God bless Kyle Wiens, the CEO who recently posted I Won’t Hire People Who Use Poor Grammar. Here’s Why. on Harvard Business Review’s Blog Network. Weins gives a mandatory grammar test to every person applying for a job at his two companies (iFixit, an online repair manual, and Dozuki, which helps companies write technical documentation). If they struggle with “to” versus “too” or mix up their itses, they are out, even if they are otherwise qualified for the position. While conceding that his employees do, in the main, write for a living, Weins argues that grammar is relevant for all companies.
On the face of it, my zero tolerance approach….might seem a little unfair. After all, grammar has nothing to do with job performance, or creativity, or intelligence, right?
Wrong. If it takes someone more than 20 years to notice how to properly use “it’s”, then that’s not a learning curve I am comfortable with. … Grammar signifies more than just a person’s ability to remember high school English. I have found that people who make fewer mistakes on a grammar test also make fewer mistakes when they are doing something completely unrelated to writing.
Well two big amens to that. First, to the idea that in addition to their specialist expertise, most professionals are also professional writers. (Almost every lawyer I ask reports spending between 50% and 90% of their time writing.) Second, to the idea that good grammar equals credibility.
Good grammar shows respect for your clients
For lawyers, accountants, and management consultants alike, detail is everything. And the most common and visible manifestation of your attention to detail is your everyday writing for clients: letters, emails, memos, PowerPoint slides, text messages. So insisting on writing that is free from errors in grammar, usage, punctuation and spelling is not old-fashioned, elitist, or style-over-substance stickling. To the contrary. Polished, error-free prose shows that you care about getting everything right – the details in the document, the details of your professional advice, and every other detail of your client’s brief.

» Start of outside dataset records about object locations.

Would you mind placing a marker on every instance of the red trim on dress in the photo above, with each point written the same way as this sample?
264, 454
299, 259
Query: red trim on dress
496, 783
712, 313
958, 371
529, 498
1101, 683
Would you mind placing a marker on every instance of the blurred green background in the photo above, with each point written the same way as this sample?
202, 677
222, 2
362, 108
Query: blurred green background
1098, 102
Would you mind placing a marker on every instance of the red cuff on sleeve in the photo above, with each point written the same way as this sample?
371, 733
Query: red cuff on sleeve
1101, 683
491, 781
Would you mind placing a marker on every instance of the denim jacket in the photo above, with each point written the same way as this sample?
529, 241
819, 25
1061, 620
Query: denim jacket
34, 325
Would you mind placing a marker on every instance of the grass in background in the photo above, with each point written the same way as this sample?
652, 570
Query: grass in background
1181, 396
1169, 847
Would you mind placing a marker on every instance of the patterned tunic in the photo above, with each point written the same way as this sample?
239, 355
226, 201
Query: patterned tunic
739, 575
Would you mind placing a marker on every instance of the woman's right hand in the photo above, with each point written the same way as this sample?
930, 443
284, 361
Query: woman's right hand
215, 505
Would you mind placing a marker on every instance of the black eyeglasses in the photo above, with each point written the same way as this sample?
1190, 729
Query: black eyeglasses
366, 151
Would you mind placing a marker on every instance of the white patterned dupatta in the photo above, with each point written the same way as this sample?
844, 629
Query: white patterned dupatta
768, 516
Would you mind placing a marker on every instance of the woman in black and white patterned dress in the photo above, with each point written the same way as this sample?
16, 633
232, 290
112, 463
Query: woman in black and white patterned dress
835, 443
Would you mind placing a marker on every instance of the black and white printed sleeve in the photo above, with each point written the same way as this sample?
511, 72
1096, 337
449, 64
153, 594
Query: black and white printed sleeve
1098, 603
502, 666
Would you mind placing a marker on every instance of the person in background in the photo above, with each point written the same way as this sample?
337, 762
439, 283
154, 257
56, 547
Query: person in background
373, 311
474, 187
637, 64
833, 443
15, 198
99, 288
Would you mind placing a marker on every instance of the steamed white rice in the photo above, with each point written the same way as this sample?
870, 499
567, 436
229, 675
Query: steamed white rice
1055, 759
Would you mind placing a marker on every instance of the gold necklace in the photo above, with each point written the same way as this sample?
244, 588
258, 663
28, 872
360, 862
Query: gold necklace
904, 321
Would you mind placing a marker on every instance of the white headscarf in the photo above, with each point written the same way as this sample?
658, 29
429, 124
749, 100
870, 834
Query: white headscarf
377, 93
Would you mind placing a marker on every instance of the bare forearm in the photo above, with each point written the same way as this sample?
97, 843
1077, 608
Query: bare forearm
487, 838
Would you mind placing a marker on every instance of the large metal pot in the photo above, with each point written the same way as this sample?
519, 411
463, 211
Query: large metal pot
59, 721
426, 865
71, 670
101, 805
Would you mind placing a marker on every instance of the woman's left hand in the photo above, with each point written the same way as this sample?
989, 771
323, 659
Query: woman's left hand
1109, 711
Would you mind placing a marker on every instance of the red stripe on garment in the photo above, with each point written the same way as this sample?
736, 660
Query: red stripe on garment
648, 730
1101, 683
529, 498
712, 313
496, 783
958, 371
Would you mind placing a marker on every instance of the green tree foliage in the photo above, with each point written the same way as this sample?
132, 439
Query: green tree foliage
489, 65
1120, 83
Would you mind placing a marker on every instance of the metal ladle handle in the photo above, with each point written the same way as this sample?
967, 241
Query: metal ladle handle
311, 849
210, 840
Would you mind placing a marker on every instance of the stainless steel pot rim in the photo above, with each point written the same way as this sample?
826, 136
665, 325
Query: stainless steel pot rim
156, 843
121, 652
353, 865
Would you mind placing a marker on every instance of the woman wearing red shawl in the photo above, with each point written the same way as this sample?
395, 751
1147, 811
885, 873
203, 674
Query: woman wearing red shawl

The polish as a final touch
In my writing workshops, we pay close attention to the value of planning, writing and editing documents. We also spend time talking about the importance of the final polish – the opportunity to catch any remaining lumps and bumps, grammatical or otherwise – and practical ways to get it done even when pressed for time. Here are a few quick tips:
1. Know your weak spots. We all have them. I stumble over license/license and practice/practise every time, and often need to talk myself through a that-or-which construction. The seriously keen or apostrophe-challenged can sign up for a grammar refresher – most university continuing education programs offer them in person and online. But short of that, just be aware of your common mistakes, and be ready to edit for them.
2. Rely on people checkers. Your system’s spelling and grammar checker is no replacement for a thinking person’s set of eyes on your document – yours, your colleague’s, your assistant’s. Ask for help, and return the favour. If your eyes aren’t fresh for the document, edit using a hard copy and/or read the text aloud. You’ll be more likely to see (and hear) errors.
3. Get reliable tools at your elbow. Your workplace may have its own style guide and/or a preferred published style guide. If not, get access to at least one that you like. Based in Canada, I use theChicago Manual of Style (16th edition), which has a great subscription-only online version, and The Canadian Style. And while not a reference, I never miss a chance to encourage everyone to (re)discover Strunk and White’s The Elements of Style. It’s a classic little volume guaranteed to set every professional writer’s heart aflame – short, reassuring, and a pleasure to read.